When you hear of a popcorn company making fun flavours, such as salted-chocolate caramel, and peanut butter and jelly, you might assume they were dreamed up in a test kitchen. But Emily O’Brien, owner and founder of Comeback Snacks, came up with some of her popcorn flavours while incarcerated.
For O’Brien, a promising young entrepreneur running a successful media company, life took a sharp turn at age 26. While struggling with her own substance use issues, she was coerced by her then-boyfriend to smuggle cocaine on a flight, resulting in a conviction for drug trafficking. While serving her sentence at a Hamilton prison, O’Brien began getting creative with popcorn, one of the few snacks she had access to.

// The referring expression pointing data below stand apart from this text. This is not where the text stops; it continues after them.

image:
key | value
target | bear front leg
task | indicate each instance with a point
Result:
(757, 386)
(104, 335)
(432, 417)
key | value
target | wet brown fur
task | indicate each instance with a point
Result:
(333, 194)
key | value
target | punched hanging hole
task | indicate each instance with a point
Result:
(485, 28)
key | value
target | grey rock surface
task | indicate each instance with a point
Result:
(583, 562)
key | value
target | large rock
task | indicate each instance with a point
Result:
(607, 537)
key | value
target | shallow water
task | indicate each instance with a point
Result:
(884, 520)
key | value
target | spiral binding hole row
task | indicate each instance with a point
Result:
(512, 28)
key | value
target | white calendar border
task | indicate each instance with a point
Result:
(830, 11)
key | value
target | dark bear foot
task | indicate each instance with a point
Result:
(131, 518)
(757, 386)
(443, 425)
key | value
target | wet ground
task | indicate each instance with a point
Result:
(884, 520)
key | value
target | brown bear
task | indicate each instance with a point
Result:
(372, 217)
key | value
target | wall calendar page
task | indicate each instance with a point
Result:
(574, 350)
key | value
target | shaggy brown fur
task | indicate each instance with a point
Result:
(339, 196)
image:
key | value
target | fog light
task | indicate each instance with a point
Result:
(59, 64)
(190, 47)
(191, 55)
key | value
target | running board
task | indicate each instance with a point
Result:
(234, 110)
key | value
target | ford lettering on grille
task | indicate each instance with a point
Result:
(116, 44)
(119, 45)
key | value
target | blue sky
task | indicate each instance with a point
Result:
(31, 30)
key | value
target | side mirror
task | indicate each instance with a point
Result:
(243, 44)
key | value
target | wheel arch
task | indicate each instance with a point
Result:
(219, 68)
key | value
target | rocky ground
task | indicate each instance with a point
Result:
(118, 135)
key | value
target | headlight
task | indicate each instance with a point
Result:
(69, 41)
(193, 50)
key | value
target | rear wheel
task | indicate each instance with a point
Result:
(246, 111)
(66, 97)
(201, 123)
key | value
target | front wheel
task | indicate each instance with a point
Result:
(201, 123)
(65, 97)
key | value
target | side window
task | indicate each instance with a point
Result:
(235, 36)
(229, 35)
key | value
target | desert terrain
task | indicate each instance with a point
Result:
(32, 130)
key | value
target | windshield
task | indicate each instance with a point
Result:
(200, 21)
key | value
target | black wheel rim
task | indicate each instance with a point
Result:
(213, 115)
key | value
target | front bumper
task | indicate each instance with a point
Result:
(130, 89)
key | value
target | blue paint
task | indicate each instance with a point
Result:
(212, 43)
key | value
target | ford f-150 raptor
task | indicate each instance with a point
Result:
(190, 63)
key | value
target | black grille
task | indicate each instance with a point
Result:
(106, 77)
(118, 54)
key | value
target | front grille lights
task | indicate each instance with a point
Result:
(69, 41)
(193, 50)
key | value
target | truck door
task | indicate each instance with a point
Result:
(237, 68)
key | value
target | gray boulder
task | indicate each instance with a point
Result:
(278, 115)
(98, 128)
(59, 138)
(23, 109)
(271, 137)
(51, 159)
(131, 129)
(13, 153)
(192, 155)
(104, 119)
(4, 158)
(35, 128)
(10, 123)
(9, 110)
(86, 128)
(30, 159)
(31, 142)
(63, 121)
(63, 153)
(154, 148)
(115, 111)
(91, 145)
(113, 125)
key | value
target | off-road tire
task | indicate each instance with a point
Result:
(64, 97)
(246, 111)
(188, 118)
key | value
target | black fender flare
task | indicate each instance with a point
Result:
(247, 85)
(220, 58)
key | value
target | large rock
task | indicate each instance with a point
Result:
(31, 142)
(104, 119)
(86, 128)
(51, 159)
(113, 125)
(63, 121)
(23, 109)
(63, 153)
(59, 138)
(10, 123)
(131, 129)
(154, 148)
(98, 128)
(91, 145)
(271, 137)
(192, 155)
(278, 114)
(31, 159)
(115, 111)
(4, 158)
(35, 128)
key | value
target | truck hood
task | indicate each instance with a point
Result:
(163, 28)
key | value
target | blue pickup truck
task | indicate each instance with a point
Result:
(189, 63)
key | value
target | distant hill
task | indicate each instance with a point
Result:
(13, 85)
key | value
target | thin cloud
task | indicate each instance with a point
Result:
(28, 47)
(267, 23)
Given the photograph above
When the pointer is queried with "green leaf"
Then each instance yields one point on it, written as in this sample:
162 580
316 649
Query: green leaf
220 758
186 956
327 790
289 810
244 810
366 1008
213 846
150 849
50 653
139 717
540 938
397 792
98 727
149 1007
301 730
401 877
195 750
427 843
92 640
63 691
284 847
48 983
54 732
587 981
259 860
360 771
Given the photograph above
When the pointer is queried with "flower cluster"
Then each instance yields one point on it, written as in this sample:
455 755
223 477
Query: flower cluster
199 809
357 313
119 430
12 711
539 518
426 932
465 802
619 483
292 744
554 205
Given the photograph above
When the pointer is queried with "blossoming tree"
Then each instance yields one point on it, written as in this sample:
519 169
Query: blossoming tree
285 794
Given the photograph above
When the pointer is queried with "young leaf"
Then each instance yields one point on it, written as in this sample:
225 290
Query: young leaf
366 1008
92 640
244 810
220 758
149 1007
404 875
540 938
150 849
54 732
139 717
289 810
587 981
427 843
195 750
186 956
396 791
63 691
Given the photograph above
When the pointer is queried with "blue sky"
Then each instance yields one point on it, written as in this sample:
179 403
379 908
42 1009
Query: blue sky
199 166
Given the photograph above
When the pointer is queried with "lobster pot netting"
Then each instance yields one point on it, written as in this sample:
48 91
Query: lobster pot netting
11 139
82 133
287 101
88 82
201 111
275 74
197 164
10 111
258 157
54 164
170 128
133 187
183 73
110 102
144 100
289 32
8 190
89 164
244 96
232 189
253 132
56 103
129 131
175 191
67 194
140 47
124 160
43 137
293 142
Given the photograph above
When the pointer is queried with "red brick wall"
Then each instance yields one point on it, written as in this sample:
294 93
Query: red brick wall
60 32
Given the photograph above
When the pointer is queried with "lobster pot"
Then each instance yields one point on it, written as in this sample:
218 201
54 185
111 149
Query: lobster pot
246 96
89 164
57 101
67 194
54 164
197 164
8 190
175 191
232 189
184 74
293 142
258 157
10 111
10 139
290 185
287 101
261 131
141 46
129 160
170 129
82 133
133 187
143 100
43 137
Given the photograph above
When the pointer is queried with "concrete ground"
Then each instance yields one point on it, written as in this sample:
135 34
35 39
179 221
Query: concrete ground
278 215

“I put random things on it, like honey or Kraft Dinner powder,” she recalls. This not only sparked a business idea, but also a plan to help many of the people she met while incarcerated — women who wanted and deserved a second chance. “We’re moms, artists, chefs, graphic designers, therapists,” she says. “I knew going back into society was going to be challenging because you’re going to be judged. I wanted to figure out a way to change that.”
She started by writing down recipes and ideas, then built her business while living at a halfway house. Today, Comeback Snacks’ sweet and savoury popcorn flavours are sold at retailers across Canada and the U.S. Operating from a collective kitchen in Hamilton, the business hires women with criminal records and endorses reintegration programs and prison reform.
“I wanted to prove to myself that I could do it and I wanted to prove to other people that we could do it,” says O’Brien. “We’re capable and worthy of another chance—or a first chance. A lot of the people I met there didn’t even really get a first chance.”